Resource Link: http://adsabs.harvard.edu/abs/2010DPS....42.0908P
Saturn's satellite Iapetus, which is 6 times brighter on its trailing hemisphere than on its leading hemisphere, has an albedo asymmetry that is unique in our Solar System. From the time of its discovery by Cassini in 1671 until the present, no explanation for this extreme appearance has gained general acceptance. An updated hypothesis, originally proposed in 1975 (Icarus 24, 499-503) and revisited in light of recent observations, is presented with the central assumption that Iapetus started out with a dark surface that continues to be coated asymmetrically with bright reflective water ice. This ice is stable for long periods of time in the region of the outer Solar System that includes Saturn and, therefore, can be conveyed to the satellite's surface by three distinct populations of exogenic impactors whose sources are all exterior to Iapetus’ orbit. Evidence for the existence of these populations is provided by the recent discovery by the Spitzer Observatory of a very large dust ring orbiting Saturn at the distance expected for ejecta from its 38 known irregular satellites including Phoebe.
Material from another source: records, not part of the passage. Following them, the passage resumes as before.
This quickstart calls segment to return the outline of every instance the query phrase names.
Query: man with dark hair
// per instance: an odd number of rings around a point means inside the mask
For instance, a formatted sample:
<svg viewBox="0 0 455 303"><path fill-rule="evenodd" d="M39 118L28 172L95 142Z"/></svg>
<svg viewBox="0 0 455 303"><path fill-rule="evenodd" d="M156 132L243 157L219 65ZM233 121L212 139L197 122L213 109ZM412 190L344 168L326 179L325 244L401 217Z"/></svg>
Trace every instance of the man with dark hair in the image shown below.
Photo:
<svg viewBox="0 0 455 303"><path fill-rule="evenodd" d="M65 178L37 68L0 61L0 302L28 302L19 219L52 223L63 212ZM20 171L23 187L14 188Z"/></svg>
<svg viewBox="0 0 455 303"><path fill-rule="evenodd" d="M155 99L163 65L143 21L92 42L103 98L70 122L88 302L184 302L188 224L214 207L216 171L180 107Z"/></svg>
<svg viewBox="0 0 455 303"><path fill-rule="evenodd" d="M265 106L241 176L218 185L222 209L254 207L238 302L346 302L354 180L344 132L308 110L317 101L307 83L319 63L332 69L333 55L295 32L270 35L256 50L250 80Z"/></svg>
Although just one particular impactor population could account for a hemispherical albedo asymmetry, the combined effect of all three populations acting together enhances and characterizes this asymmetry even further. Relevant aspects of impact dynamics involving the collision of these ice-bearing particles with Iapetus’ surface will be summarized. Proving this revised hypothesis will require the extensive modeling of ejecta modification and transport on the surface of Iapetus. Such an effort should contribute significantly towards not only resolving this 300-year old problem in planetary science, but also providing a better understanding of the much less extreme hemispheric asymmetries observed for most other regular satellites in the Solar System.